In the case of Kirsty Scamp—a 19-year-old who was recently convicted of murder—the prosecution said that they would accept a plea of manslaughter on the basis that she acted in excessive self-defence. She said no, it was self-defence. When the defendant goes for complete acquittal for murder, juries are not keen to return self-defence unless they are absolutely convinced that that was the case. Often where there is an inequality—where one person is physically a lot weaker, for example—the person may have used a weapon when they were not being threatened with a weapon. There is an issue of disproportionality. They may have waited a moment; they may not have struck in the course of the exact struggle. There may be reasons why self-defence is not met. They then fall in the hole between acquittal and a life sentence because they do not necessarily fit provocation or diminished, which are the only other options.

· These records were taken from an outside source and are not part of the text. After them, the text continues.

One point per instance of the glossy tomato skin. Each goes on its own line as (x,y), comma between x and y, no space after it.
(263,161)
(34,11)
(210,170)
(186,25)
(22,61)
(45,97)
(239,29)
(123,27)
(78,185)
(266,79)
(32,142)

I think that fear of serious violence would be precisely where a jury is just not sure that it was pure self-defence, but concedes that the person was terrified and might have overreacted. There are often cases in which somebody has historically been a victim of abuse—they may have developed post-traumatic stress disorder or similar traumatic symptoms, for example. Their startle response to a particular act may be slightly exaggerated. Something may happen that triggers a bigger response than perhaps a person who had not been through that experience would have. If they have so many experiences of being beaten up in a particular way and then something happens that is the last thing that triggers their response—it may be an over-response; it may be what we call excessive self-defence—and yet the response does not fit the provocation, as we have it now, those women are convicted of murder. That seems to me, and certainly our campaign, to be a miscarriage of justice for somebody who has responded in that way. So yes, we are very much in support of the measure.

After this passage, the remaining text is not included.